EHWUSF / HS68_2018_Project_1

0 stars 9 forks source link

Testing/Checking Linear Regression assumptions and Evaluating the Model #12

Open rohitchadaram opened 6 years ago

rohitchadaram commented 6 years ago

The basic idea is to build a module which tests the basic assumptions of linear regression, then calculates the metrics like (R-squared,F-Statistic,etc) to evaluate if the data set has a good linear regression fit.

Outline : Build a Data Viz sub module which spits you all the plots relevant to testing the linear regression assumptions vs a normal looking plot then in next sub module the idea is : There are multiple methods which check/evaluate a linear regression individually but none which does it in entirety and gives us a final metric which helps us take an informed decision. My idea is to build a new metric which evaluates the model and uses a harmonic mean of some of the metrics to output a final value. Again this is not fool-proof solution it has its pitfalls this can be used interim with the other features that are being developed like Data Viz, Feature selection to arrive at a accurate/appropriate model.

The important sub-features of this proposal are :

1) Build a way to check for the assumptions of linear regression : Linearity of residuals,Independence of residuals,Normal distribution of residuals,Equal variance of residuals. 2) Build a new metric from the existing metrics which evaluates a linear reg model.

This module is a one-stop place to check_evaluate the data set for Linear regression.

douglas-yao commented 5 years ago

I like this idea, did you have an idea of which metrics you wanted to combine, and in what way?

rohitchadaram commented 5 years ago

Thank you for the query.
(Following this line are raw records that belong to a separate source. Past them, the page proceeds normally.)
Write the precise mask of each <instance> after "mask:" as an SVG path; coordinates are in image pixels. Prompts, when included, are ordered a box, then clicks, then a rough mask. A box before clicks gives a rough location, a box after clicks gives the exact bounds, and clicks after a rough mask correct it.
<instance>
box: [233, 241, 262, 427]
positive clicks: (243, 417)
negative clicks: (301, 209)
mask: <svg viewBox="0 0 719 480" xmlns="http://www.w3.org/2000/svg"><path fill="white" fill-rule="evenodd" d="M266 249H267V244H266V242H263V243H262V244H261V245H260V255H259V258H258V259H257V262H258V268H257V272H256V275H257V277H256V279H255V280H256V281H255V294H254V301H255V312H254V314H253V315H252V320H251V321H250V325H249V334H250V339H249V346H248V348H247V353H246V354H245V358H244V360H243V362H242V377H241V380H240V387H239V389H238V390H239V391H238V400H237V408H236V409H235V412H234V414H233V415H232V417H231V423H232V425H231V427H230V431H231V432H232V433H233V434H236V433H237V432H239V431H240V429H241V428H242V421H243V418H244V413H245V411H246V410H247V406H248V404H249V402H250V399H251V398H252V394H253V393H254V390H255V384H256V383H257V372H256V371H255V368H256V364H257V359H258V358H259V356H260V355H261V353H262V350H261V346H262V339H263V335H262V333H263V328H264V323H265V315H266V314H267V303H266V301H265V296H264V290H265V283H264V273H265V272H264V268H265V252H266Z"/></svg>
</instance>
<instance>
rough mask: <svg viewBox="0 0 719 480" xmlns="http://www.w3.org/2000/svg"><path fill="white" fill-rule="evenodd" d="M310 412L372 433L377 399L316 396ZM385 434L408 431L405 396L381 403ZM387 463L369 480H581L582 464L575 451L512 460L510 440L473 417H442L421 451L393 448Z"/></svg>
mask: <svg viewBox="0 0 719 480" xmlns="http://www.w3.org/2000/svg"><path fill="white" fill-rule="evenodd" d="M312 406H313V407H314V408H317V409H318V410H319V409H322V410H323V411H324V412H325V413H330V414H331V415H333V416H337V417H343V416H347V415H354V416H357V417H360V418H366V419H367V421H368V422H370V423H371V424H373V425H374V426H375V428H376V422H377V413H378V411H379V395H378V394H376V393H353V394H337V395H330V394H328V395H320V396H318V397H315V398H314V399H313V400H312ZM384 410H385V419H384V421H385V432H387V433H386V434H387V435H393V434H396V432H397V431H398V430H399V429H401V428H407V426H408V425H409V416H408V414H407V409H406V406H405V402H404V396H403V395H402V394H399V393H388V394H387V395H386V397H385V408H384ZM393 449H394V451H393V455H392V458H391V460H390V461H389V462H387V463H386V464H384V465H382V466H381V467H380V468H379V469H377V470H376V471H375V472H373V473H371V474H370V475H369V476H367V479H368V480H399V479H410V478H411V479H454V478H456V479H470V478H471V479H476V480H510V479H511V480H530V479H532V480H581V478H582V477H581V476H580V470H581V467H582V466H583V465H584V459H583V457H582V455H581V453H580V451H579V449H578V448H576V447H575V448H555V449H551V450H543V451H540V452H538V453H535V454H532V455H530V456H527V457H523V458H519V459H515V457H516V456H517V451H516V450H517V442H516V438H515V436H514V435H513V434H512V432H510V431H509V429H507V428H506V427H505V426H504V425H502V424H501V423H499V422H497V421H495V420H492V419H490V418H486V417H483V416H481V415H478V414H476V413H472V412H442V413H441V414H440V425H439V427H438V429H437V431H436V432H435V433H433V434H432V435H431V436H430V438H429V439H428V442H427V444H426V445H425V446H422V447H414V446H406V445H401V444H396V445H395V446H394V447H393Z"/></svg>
Yes, I am planning to combine R-squared,F-Statistic and p-value three main values which you seek out to report/analyze your model for linear regression in general. Also I chose harmonic mean for the reason being usually when you have a wide range of values from low decimal values( can be 0) to very high values( can be infinity), taking a arithmetic mean to report doesn't make sense as it is skewed,also you will end with cases when the reported metric value is infinity(undefined) that was my idea behind wanting to use harmonic mean as it is the reciprocal of arithmetic mean of reciprocals so it is devoid of any bias of large/small value variations.

So the idea was F-statistic usual range(0 to infinity),R-squared(-1 to +1) was to be combined in a way which represent the strength of model : multiply both the values as large values for both indicate a good model. Now take a harmonic mean of this value with the reciprocal of p-value( as small p-value indicates the data is a good fit compared to a model with only intercept or mean). This metric with a good enough value can be used to differentiate a good/bad model.

So this is a very crude attempt to combine two aspects of metrics reported : The fit of a model and amount of variance explained and try to come up with a new metric for reporting. The new metric values obtained can be judged by comparing with threshold values and the threshold values are calculated by putting in the edge case values for F-statistic,R-squared and p-value. Hope this makes sense.

douglas-yao commented 5 years ago

Makes perfect sense. Looking forward to the final range and accuracy of the metric, sounds like a great at-a-glance metric for fit.